A mark tree is a percussion instrument consisting of a series of small chimes. It is used to add some musical colour to a piece and is played by sweeping a finger through the the series of chimes.
For future flute recordings, I've decided to make myself one by using aluminium flat bars. So I headed to the local hardware store to buy some. I started to cut the first bar to a 20cm piece. I then carry on cutting 34 more pieces reducing the length by about 3mm each time.
The band saw left some burr on the end of each aluminium section so I had to sand them off. I then made a little jig out of an off-cut of wood to make sure I'm drilling a hole at the same place on each of the sections. The holes are then drilled on the drill press.
Once all sections are ready, I went on and cut a little section of pine wood. I have 35 bars of 1cm width and I want 3mm gap between them so I need:
35 + (34 * 0.3) = 45.2cm of wood. I added 5cm on each side so the total length is 55cm (rounded down).
The cut wood is then sanded to clean its surface off all the dirt and stain.
With a pencil, I then marked the location of each holes to be drilled on the board. They are spaced 1 + 0.3 = 1.3cm, starting at a bit less than 5cm from the edge.

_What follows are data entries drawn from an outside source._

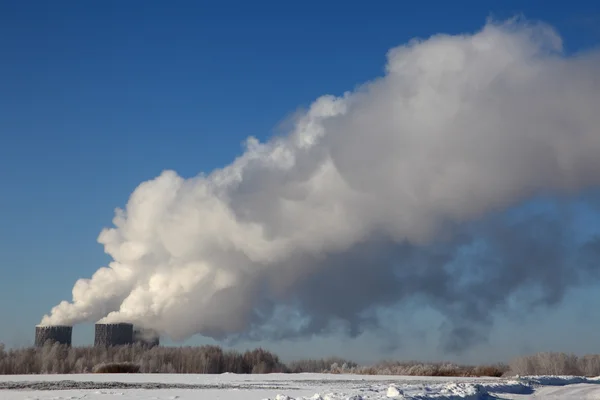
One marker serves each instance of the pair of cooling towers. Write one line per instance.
(107, 335)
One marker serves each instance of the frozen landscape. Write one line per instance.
(290, 386)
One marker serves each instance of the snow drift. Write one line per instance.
(358, 205)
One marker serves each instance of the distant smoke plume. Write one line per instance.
(373, 198)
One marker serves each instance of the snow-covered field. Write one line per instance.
(289, 386)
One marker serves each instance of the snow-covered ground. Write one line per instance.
(289, 386)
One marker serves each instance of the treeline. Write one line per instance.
(60, 359)
(549, 363)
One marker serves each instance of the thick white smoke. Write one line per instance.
(459, 126)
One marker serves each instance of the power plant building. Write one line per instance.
(53, 334)
(146, 337)
(108, 335)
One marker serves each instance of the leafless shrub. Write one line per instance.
(117, 368)
(56, 358)
(548, 363)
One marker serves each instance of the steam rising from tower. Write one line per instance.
(53, 334)
(368, 190)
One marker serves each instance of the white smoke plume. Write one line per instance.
(459, 127)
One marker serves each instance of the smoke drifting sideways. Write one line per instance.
(372, 199)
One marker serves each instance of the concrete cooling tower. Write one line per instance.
(145, 337)
(108, 335)
(53, 334)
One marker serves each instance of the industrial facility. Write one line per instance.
(146, 337)
(106, 335)
(53, 334)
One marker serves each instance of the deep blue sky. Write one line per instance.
(96, 97)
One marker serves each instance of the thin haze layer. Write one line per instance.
(458, 127)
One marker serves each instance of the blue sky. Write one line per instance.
(98, 97)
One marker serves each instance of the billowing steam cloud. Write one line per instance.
(371, 199)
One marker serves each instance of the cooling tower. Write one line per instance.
(108, 335)
(53, 334)
(146, 337)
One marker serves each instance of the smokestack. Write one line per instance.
(108, 335)
(146, 337)
(53, 334)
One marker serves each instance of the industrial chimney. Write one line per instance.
(53, 334)
(108, 335)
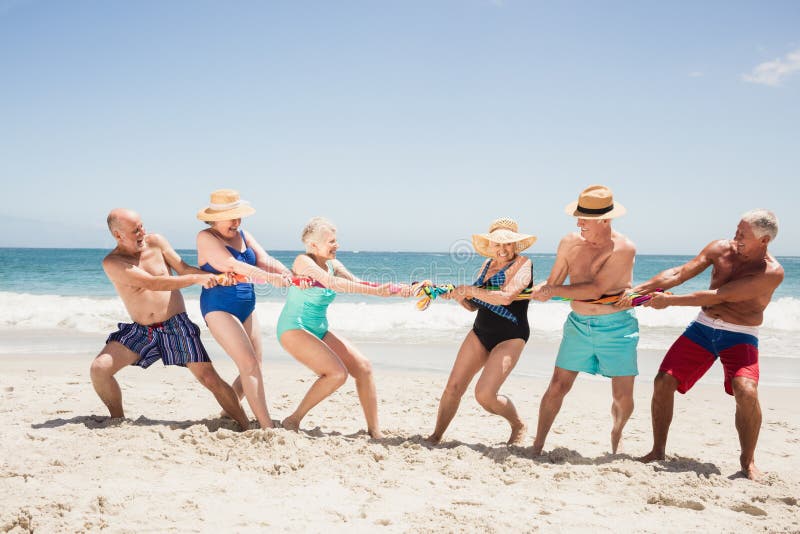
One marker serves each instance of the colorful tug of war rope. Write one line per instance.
(428, 291)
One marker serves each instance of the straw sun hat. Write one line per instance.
(502, 230)
(595, 202)
(225, 205)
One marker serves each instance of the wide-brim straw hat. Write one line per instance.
(595, 202)
(503, 230)
(225, 205)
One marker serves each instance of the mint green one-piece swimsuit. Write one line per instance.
(306, 309)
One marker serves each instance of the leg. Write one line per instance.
(317, 356)
(253, 330)
(748, 422)
(207, 375)
(111, 359)
(661, 407)
(360, 368)
(231, 336)
(550, 404)
(621, 407)
(471, 357)
(501, 361)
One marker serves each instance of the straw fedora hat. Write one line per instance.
(502, 230)
(225, 205)
(595, 202)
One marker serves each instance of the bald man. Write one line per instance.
(140, 267)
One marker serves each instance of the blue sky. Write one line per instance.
(409, 124)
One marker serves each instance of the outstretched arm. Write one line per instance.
(213, 251)
(123, 273)
(305, 266)
(606, 279)
(264, 261)
(677, 275)
(519, 281)
(742, 289)
(171, 257)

I then marked a line with a homemade marking gauge. This will make sure my holes will be aligned.
Back onto the drill press to drill those 35 holes with a 2mm bit followed by sanding again to remove all marks on the wood. Before continuing, I applied a layer of oil to the wood to protect it and reveal the grain.
With a thin fishing line, I started to attached the bar chimes to the wooden frame. It was a bit time consuming to get them aligned enough but I got something acceptable in the end.